I remember President Joe Biden waving to our delegation from a box—he was the first US President to attend Maccabiah. I remember the sound of Miley Cyrus’ “Party in the USA” blasting out of the speakers. I remember little kids asking me for my USA hat or holding out their hands for a high five. I felt like a celebrity. However, my job was to remain locked in and continue to film the actual celebrities, the athletes. We weaved through the crowd and to our seats where we could relax and enjoy a performance filled with music, fireworks and the lighting of the Maccabiah Torch.

Noam Watt and Ethan Zohn
Noam Watt (left) meets with Ethan Zohn after the 45-plus football team volunteered at the Peres Center for Peace and Innovation in Jaffa, south of Tel Aviv. (Photo courtesy of Noam Watt)

The next day we were back at work sharing stories from athletes like Ethan Zohn, winner of Survivor: Africa and a goaltender on the 45+ men’s soccer team. His team volunteered at the Peres Center for Peace and Innovation in Jaffa, south of Tel Aviv.

As the competition progressed, there were great victories and narrow defeats. There were wonderful moments too. On July 19th I was assigned to cover wheelchair basketball, one of the few Paralympic sports in the Maccabiah.

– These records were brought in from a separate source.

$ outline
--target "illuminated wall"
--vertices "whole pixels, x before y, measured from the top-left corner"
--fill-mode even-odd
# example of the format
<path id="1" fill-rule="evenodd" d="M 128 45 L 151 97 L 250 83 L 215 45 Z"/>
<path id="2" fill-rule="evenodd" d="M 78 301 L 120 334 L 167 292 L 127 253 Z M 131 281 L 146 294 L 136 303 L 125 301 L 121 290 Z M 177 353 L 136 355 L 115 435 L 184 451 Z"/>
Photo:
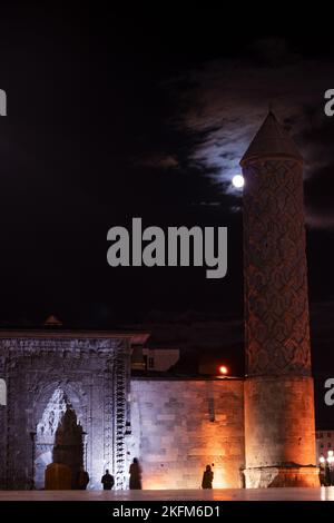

With seconds on the clock and the United States two behind, the US got the ball to Allon Doronn, who pulled up from the halfcourt and nailed a game-winning buzzer-beater. He was bullied – not only by his teammates, but also by his opponents.

Doronn, a left foot amputee, saw his shot quickly go viral, which is featured on NBC Sports, ESPN and countless other sites. It showed an incredible moment of athleticism and also represented the beauty of adaptive sports.

That was the most significant competitive moment during my time in Israel. Adaptive sports are particularly important to me because they were a way for my oldest brother, Aaron, to exercise. Additionally, exercise can be a way to develop skills, make friends, and achieve goals in a supportive environment as a child.

Aaron, who has significant disabilities, played adaptive football and basketball in his youth. He was paired with volunteers who worked with him on techniques and allowed him to play the sports many of us grew up playing. His participation mattered to me as his younger brother—so much so that I ran the same program as a senior.

Seeing Doronn’s shot go viral was validation that adaptive sports matter. They are important because they enable people of all abilities to play sports. They are important because they evoke magical moments. They are important because they give all athletes a chance to shine.

At the end of the games, the United States collected the medals, totaling 274 of them. There were gold medals in some high-profile sports like men’s and women’s basketball, women’s soccer and men’s ice hockey, and gold in sports like fencing for the first time in decades. While the focus was on sporting achievements, the experience was important to athletes, coaches and media alike.

The feeling of being surrounded by so many Jews was deep. With each sport we covered, I took a moment to look around and appreciate that everyone there was Jewish. It was an unusual feeling after growing up in classrooms and teams where I was one of only a few Jewish children. But in the Maccabiah I was one of many Jews. And while I didn’t fight for gold, I did what I love in a country that feels like home to me.

During my three weeks in Israel I grew personally and professionally. Now I will translate it into my work at UConn where I will be a video assistant for the athletics department. But for now reporting from home in the United States, I’m Noam Watt, Maccabi Media.